This is the Shakespeare who is staged more than any other living artist annually - and, I suspect, makes far more than any other living writer per year? Shakespeare isn't just 'another playwright', he's the greatest practitioner of the English language bar none, eclipsing even Milton, Jonson, Marlowe, Webster... etc - a point that is proved by people who don't understand his works laughing helplessly when they go to see his plays. The language isn't that difficult to understand if you take the time with it, like all great things, a little work with it brings infinite rewards.

I once read the second half of Macbeth while blind drunk on a train. It was massively enjoyable. I was lost in the poetry. Thankfully I like it almost as much when sober. However, the point I'm failing to make is that without an excellent English teacher many eons ago I would not have read it at all. Like the chimney sweep point in the article she made it come alive. Thank you, Mrs. Hartnack.
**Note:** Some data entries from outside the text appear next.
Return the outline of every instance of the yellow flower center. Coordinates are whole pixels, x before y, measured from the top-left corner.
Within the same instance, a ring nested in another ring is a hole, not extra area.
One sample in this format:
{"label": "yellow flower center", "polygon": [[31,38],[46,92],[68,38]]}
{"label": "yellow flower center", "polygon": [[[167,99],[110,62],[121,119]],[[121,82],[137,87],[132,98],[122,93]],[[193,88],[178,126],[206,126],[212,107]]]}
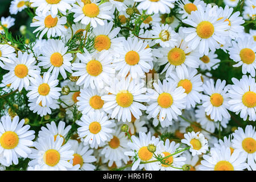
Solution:
{"label": "yellow flower center", "polygon": [[82,166],[82,164],[84,164],[84,159],[82,159],[82,157],[78,154],[74,154],[73,155],[74,156],[74,158],[73,158],[73,166],[76,166],[76,164],[80,164],[81,168]]}
{"label": "yellow flower center", "polygon": [[44,153],[43,159],[46,164],[53,167],[60,161],[60,155],[56,150],[50,149]]}
{"label": "yellow flower center", "polygon": [[221,160],[215,165],[214,171],[234,171],[234,167],[228,161]]}
{"label": "yellow flower center", "polygon": [[108,50],[110,45],[110,39],[108,36],[100,35],[95,38],[94,48],[98,51],[101,51],[103,49]]}
{"label": "yellow flower center", "polygon": [[89,125],[89,130],[92,134],[97,134],[101,131],[101,124],[97,121],[93,122],[90,124],[90,125]]}
{"label": "yellow flower center", "polygon": [[115,97],[117,104],[122,107],[128,107],[133,102],[133,96],[127,90],[120,91]]}
{"label": "yellow flower center", "polygon": [[242,147],[246,152],[253,154],[256,151],[256,141],[253,138],[246,138],[242,142]]}
{"label": "yellow flower center", "polygon": [[242,102],[247,107],[256,106],[256,93],[251,91],[246,92],[242,97]]}
{"label": "yellow flower center", "polygon": [[84,14],[86,16],[94,18],[99,14],[100,9],[96,4],[86,4],[82,8],[82,12],[84,12]]}
{"label": "yellow flower center", "polygon": [[47,28],[52,28],[56,26],[58,22],[57,17],[52,18],[52,15],[49,15],[44,19],[44,26]]}
{"label": "yellow flower center", "polygon": [[87,63],[87,72],[93,76],[97,76],[102,72],[102,65],[99,61],[93,60]]}
{"label": "yellow flower center", "polygon": [[250,64],[255,60],[255,53],[252,49],[245,48],[241,50],[240,57],[244,63]]}
{"label": "yellow flower center", "polygon": [[219,107],[223,104],[223,97],[220,94],[213,93],[210,97],[210,103],[215,107]]}
{"label": "yellow flower center", "polygon": [[178,82],[177,86],[181,86],[185,90],[185,93],[188,94],[192,89],[192,84],[188,79],[181,80]]}
{"label": "yellow flower center", "polygon": [[139,158],[144,161],[150,160],[153,156],[153,153],[150,152],[147,147],[141,147],[138,152]]}
{"label": "yellow flower center", "polygon": [[6,131],[0,138],[0,144],[5,149],[13,149],[19,143],[19,136],[13,131]]}
{"label": "yellow flower center", "polygon": [[139,55],[136,51],[130,51],[125,55],[125,61],[130,65],[134,65],[139,61]]}
{"label": "yellow flower center", "polygon": [[202,39],[210,38],[214,32],[214,27],[212,23],[208,21],[203,21],[196,27],[196,32],[198,36]]}
{"label": "yellow flower center", "polygon": [[63,64],[63,57],[59,52],[55,52],[51,56],[50,61],[54,67],[59,67]]}
{"label": "yellow flower center", "polygon": [[42,84],[38,86],[38,93],[42,96],[47,96],[50,91],[50,87],[47,84]]}
{"label": "yellow flower center", "polygon": [[190,15],[191,11],[197,10],[197,7],[193,3],[187,3],[184,6],[184,9]]}
{"label": "yellow flower center", "polygon": [[109,142],[109,145],[112,148],[117,148],[120,145],[120,140],[119,140],[118,138],[114,136],[114,137]]}
{"label": "yellow flower center", "polygon": [[202,147],[200,141],[197,139],[193,138],[190,141],[190,144],[193,146],[193,149],[199,150]]}
{"label": "yellow flower center", "polygon": [[17,65],[14,68],[14,74],[17,77],[23,78],[27,75],[28,69],[24,64],[20,64]]}
{"label": "yellow flower center", "polygon": [[94,96],[90,98],[89,103],[94,109],[101,109],[104,105],[104,101],[99,96]]}
{"label": "yellow flower center", "polygon": [[179,48],[174,48],[168,53],[168,61],[175,66],[183,64],[186,59],[184,51]]}

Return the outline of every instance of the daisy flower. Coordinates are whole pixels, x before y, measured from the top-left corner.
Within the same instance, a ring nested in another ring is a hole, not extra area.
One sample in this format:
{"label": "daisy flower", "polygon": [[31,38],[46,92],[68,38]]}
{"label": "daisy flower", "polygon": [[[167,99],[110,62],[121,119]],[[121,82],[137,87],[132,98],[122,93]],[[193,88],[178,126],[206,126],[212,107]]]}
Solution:
{"label": "daisy flower", "polygon": [[90,144],[91,148],[97,148],[98,145],[112,137],[115,126],[112,120],[109,120],[106,114],[92,111],[90,115],[82,115],[81,121],[77,121],[79,137],[84,137],[84,144]]}
{"label": "daisy flower", "polygon": [[[126,151],[125,155],[128,156],[137,156],[137,160],[133,161],[131,170],[134,171],[139,167],[140,169],[144,168],[147,171],[158,171],[160,166],[158,163],[150,163],[146,164],[141,164],[141,162],[149,162],[156,160],[153,156],[153,153],[150,152],[147,149],[148,144],[154,144],[156,147],[155,152],[158,152],[161,146],[163,145],[163,141],[159,141],[158,138],[155,136],[151,137],[151,134],[150,132],[147,134],[144,133],[140,132],[139,138],[134,135],[131,136],[133,142],[129,142],[127,145],[132,150],[132,151]],[[134,158],[133,159],[135,159]]]}
{"label": "daisy flower", "polygon": [[62,145],[63,138],[53,135],[46,138],[39,138],[38,142],[34,142],[32,153],[29,158],[32,160],[28,166],[34,167],[39,165],[42,171],[67,171],[72,167],[68,162],[73,158],[74,151],[71,150],[69,143]]}
{"label": "daisy flower", "polygon": [[208,4],[204,10],[199,5],[197,11],[191,12],[189,18],[183,20],[193,27],[183,29],[183,32],[187,34],[185,41],[191,49],[199,48],[200,54],[207,55],[209,49],[215,51],[220,48],[218,43],[225,43],[222,38],[229,35],[226,31],[230,27],[228,22],[225,22],[224,18],[217,20],[217,6],[212,7]]}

The problem with the current tendency to simplify Shakespeare (at the RSC and the National, as well as more obviously at the globe) is that Shakespeare is nothing but language, spoken and acted out. Changing the language makes it less Shakespeare, and more like “Shakespeare Retold”, those nice films that recycled a few original lines along with the plots (which are mostly not original with Shakespeare). The key to understanding Shakespeare's language, if you don't know what all the words mean, is to hear and see it performed by actors who do understand it. You'll understand very well what's going on, even if you don't get every word. And the more you see and hear Shakespeare, the more his marvelously rich language adds meaning to the music. I think many people's problems with Shakespeare originate in excruciatingly dull reading in the classroom, without the context supplied by performance. It's meant to be seen in action, as well as comprehended through hearing. I had a Japanese friend who said she was so sorry for the English, because they had to readjust their language comprehension, which “furreners” like her didn't have to do when watching him in translation. The fact that he is so popular and so revered and analysed in so many countries and cultures tells us there's a heck of a lot more to him than the language.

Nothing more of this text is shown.